Malarial drug resistance marker identified

Scientists have uncovered mutations of a gene that make the most dangerous malarial parasite resistant to front line drug therapy.

More than half a million children die each year from malaria caused by Plasmodium falciparum. Drugs with artemisinin have led the fight against this single-celled parasite's depredations and contributed to a decline in the world's burden of malaria.

However, strains of P. falciparum that are resistant to artemisinin have been detected in Cambodia, Thailand, Myanmar and Vietnam, raising fears that these drug-resistant forms could spread to other parts of the world and put at risk the advances that have been made in combating malaria.

An international team of scientists have identified a parasite gene whose mutations are associated with artemisinin resistance. Such mutations could be “a useful molecular marker for tracking the emergence and spread” of resistance, noted Frédéric Ariey of the Institut Pasteur in France and his colleagues in a paper published last week in Nature.

These scientists “seem to have won the race to identify if not the gene, at the very least a key gene, responsible for artemisinin resistance,” remarked Christopher V. Plowe of the Howard Hughes Medical Institute in the U.S. in a commentary published in the same issue of the journal.

The team took a drug-sensitive P. falciparum parasite isolated from a malaria-sufferer in Tanzania and then cultured in it in the laboratory, subjecting it to 125 cycles of escalating doses of artemisinin over five years. Genome sequences of the resistant forms that emerged were compared to that of a sensitive strain cultured in parallel without being exposed to the drug. The analysis revealed that the resistant parasites had eight mutations in seven genes that the sensitive ones lacked.

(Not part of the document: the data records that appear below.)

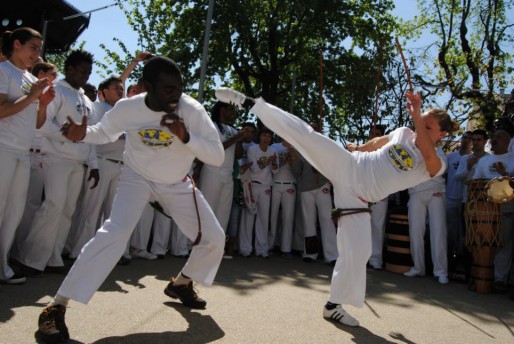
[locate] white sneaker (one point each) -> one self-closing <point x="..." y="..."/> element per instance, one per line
<point x="443" y="279"/>
<point x="338" y="314"/>
<point x="412" y="272"/>
<point x="230" y="96"/>
<point x="143" y="254"/>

With this information in hand, the scientists examined the genomes of 49 P. falciparum isolates from Cambodia with varying levels of artemisinin resistance. Mutations in a gene producing a protein called K13 stood out.

Dr. Ariey and his colleagues then analysed the K13 gene sequence from over 900 parasites isolated from patients in various Cambodian provinces. The K13 mutations were widespread in provinces where artemisinin resistance had been reported and hardly found elsewhere. They also showed that these mutations were a good molecular marker to identify patients with drug-resistant parasites.